Are noetherian valuation rings maximal subrings?

Question

I encounter the following result in a lecture notes about algebraic curves:

Let $R,S$ be noetherian valuation rings over their common field of fractions $K$, and $R,S$ are not fields. Let $M=R\setminus R^*$, $N=S\setminus S^*$, then:

• $M,N$ are principal ideals;
• $R,S$ are maximal subrings of $K$;
• $M\subseteq N\Leftrightarrow M=N\Leftrightarrow R=S\Leftrightarrow R\subseteq S$.

For the 2nd statement, I am unsure how to prove.
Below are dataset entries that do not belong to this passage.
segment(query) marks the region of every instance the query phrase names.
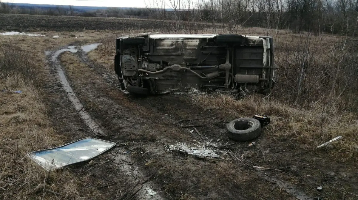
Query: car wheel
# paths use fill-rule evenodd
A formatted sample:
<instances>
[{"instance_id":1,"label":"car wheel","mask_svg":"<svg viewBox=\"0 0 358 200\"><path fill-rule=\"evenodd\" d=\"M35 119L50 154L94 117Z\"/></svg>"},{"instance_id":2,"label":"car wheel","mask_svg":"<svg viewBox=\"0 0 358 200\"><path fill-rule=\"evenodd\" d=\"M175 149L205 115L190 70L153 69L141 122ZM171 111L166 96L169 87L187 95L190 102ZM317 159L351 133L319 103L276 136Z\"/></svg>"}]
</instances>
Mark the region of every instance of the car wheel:
<instances>
[{"instance_id":1,"label":"car wheel","mask_svg":"<svg viewBox=\"0 0 358 200\"><path fill-rule=\"evenodd\" d=\"M127 87L127 91L134 94L145 95L148 94L149 91L147 88L132 86L128 86Z\"/></svg>"},{"instance_id":2,"label":"car wheel","mask_svg":"<svg viewBox=\"0 0 358 200\"><path fill-rule=\"evenodd\" d=\"M235 122L238 120L247 120L249 128L245 130L237 130L234 127ZM228 136L237 141L248 141L254 139L261 134L262 130L260 122L256 119L245 117L231 121L226 125Z\"/></svg>"}]
</instances>

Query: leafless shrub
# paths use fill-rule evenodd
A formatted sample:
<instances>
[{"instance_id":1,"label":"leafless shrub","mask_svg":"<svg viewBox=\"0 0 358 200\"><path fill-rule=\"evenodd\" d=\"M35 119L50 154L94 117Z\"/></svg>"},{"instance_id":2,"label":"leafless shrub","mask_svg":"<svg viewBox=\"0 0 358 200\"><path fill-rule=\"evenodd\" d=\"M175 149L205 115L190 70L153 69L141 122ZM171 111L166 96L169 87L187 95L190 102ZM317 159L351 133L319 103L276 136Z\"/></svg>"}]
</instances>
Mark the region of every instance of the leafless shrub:
<instances>
[{"instance_id":1,"label":"leafless shrub","mask_svg":"<svg viewBox=\"0 0 358 200\"><path fill-rule=\"evenodd\" d=\"M11 43L0 49L0 77L6 78L10 75L20 74L25 81L38 86L41 81L37 66L29 55Z\"/></svg>"}]
</instances>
It is not hard to show that $R$, $S$ are maximal valuation rings of $K$, but I am not sure why $K$ cannot have any bigger subrings that does not admit a valuation.

Could anyone confirm me that the original statement is correct by giving a clue of proof, or give a counterexample that says it is not true?

Thank you very much!

Answer 1

In this situation, $R$ and $S$ are in fact discrete valuation rings. Suppose that $M = (\pi).$ Then all nonzero elements of $R$ can be written uniquely as $u\pi^n,$ where $n\geq 0$ and $u\in R^\times,$ which implies that you can write any nonzero element of $K$ uniquely as $u\pi^n,$ where $u\in R^\times$ and $n\in\Bbb{Z}$.

Try proving the claims I've made above, and use the presentation of elements given to show that if you have a ring $R'$ such that $R\subsetneq R'\subseteq K,$ then it necessarily must be $K.$

Answer 2

I have just noticed that, besides @Stahl's elegant answer using DVRs, the statement itself is in fact equivalent to what I have shown before that they are just maximal valuation rings. This is because any intermediate ring between a valuation ring and its field of fractions is still a valuation ring.

To show $R$ is a maximal valuation ring, assume $R\subseteq T\subsetneq K$ for another valuation ring $T$ that is not a field. If $Q$ is the nonzero maximal ideal of $T$, then $Q\subseteq M=(m)$. Now there exists $k$ such that $m^k\in Q$ which implies $m\in Q$ as $Q$ is maximal, hence prime. This gives $M=Q$, so $R=T$.

We have used the fact that any such ring $R$ has principal maximal ideal. In fact, since $R$ is noetherian, $M=(m_1,\cdots,m_k)$. Then as a valuation ring, $R$ is in particular uniserial, i.e. any two ideals of $R$ are comparable. Thus we can choose $1\le k\le n$ such that $(m_k)\supseteq (m_i)$, $\forall 1\le i\le n$, and $M=(m_k)$.

In fact, this proof uses some known results about valuation rings, which is equivalent to the fact that $R,S$ are indeed discrete valuation rings.